Rethinking Residual Confounding Bias Reduction: Why Vanilla hdPS Alone is No Longer Enough

5.1 Sort by prevalence

Check out the frequency of each codes: Here is the list of top 10:

ICD10 Code Frequencies
ICD10 Code	Count
I10	5742
E78	2965
F32	1135
F41	1090
K21	911
M79	870
E03	807
M54	772
G47	697
J45	626

However, some may be associated with lower counts (e.g., less than 20).

Restrictions

Candidate empirical covariates list is constrained by

their prevalence of codes. Only top n covariates with highest prevalence would be chosen.
analysts absolutely need to get rid of the codes that have zero variance (e.g., everyone has the code, or nobody has it).
codes associated with very low prevalence are also numerically problematic for further analyses.
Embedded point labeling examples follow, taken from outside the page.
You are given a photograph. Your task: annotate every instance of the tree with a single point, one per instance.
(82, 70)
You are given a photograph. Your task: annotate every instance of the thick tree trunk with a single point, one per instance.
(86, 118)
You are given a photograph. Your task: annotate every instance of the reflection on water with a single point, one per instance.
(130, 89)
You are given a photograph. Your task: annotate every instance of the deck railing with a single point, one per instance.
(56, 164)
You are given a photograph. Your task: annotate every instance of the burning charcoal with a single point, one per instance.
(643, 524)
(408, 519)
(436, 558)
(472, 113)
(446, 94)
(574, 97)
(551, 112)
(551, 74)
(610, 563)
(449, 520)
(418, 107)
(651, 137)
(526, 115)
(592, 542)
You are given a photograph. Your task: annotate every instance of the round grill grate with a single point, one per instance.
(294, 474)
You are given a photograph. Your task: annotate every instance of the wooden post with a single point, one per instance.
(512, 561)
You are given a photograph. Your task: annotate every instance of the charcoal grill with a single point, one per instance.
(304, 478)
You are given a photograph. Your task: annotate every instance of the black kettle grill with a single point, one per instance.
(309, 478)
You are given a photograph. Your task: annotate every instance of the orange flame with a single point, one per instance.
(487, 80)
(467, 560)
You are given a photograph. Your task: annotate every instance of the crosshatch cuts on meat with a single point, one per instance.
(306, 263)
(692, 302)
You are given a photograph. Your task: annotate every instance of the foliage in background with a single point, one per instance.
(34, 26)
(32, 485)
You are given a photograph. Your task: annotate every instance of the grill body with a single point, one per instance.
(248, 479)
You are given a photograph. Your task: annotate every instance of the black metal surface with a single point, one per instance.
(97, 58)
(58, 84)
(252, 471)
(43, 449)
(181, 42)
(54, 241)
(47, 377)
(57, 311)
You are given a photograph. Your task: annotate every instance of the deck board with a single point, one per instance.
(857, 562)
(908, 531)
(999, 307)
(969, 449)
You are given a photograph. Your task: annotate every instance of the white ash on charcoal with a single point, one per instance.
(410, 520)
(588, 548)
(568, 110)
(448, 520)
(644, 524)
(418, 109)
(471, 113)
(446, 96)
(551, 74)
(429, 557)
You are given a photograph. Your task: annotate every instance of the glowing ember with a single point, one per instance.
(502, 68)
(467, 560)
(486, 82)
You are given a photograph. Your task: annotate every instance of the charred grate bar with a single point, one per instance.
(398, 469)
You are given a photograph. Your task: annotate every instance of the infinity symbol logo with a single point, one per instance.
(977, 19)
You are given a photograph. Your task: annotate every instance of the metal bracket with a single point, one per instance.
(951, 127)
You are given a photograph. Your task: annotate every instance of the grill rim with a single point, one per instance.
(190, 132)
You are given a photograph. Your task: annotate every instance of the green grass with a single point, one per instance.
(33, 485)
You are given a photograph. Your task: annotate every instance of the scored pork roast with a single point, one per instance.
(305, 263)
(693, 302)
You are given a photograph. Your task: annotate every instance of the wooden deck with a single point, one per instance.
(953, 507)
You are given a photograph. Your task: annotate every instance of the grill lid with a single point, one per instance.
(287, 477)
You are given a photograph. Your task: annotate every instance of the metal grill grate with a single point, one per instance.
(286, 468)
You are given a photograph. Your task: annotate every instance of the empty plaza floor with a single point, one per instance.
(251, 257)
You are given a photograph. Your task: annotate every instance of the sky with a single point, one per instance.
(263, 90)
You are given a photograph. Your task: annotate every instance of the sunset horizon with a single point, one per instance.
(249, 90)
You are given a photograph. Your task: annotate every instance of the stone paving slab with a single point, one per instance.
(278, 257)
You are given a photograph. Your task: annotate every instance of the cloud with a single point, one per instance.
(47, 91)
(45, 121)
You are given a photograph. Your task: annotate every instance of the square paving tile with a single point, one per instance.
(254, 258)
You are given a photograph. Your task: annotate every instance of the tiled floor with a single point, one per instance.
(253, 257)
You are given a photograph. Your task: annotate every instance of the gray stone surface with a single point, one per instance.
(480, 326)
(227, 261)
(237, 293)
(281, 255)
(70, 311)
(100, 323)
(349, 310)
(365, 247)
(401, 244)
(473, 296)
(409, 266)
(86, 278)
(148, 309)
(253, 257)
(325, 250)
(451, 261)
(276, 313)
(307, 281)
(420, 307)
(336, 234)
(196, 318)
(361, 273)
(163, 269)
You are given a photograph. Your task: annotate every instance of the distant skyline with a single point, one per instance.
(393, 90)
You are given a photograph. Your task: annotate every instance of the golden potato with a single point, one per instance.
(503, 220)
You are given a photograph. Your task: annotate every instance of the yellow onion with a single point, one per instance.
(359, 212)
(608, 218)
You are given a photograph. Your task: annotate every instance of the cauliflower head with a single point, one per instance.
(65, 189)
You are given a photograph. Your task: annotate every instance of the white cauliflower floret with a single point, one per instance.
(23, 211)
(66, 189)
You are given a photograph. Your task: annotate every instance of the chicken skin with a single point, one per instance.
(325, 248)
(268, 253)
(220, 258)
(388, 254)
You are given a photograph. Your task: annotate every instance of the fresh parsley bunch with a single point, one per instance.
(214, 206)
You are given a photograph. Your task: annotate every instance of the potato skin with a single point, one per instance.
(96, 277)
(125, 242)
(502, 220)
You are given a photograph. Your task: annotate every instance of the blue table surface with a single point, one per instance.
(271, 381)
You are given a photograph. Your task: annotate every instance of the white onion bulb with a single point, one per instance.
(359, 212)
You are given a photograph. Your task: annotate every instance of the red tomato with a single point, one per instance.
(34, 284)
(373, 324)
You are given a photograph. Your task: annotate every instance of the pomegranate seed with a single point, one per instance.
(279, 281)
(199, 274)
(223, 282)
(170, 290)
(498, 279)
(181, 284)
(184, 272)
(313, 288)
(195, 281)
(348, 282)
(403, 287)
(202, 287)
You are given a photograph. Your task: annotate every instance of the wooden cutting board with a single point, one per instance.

We choose n = 200 [for (1)] as it was proposed in the original algorithm (Schneeweiss et al. 2009). In reality, this is not necessary to be so restrictive (Schuster, Pang, and Platt 2015). Parts (2) and (3) are more likely and addressed by the following restriction: At least min_num_patients number of patients need to have that code to be selected in the list.

If there were more dimensions, separate list of candidate empirical covariates would be identified.

5.2 Choose Granularity

One important point here is that we have chosen granularity to be 3 digits in the ICD-10 code.

We have already truncated the codes at 3 digit level while preparing the data.

5.3 Retain top n empirical covariates

step1 <- suppressMessages(get_candidate_covariates(df = dfx,  
                                  domainVarname = "domain",
                                  eventCodeVarname = "icd10", 
                                  patientIdVarname = "idx",
                                  patientIdVector = patientIds,
                                  n = 200, 
                                  min_num_patients = 20))

You can use autoCovariateSelection package to implement these restrictions (Robert 2020).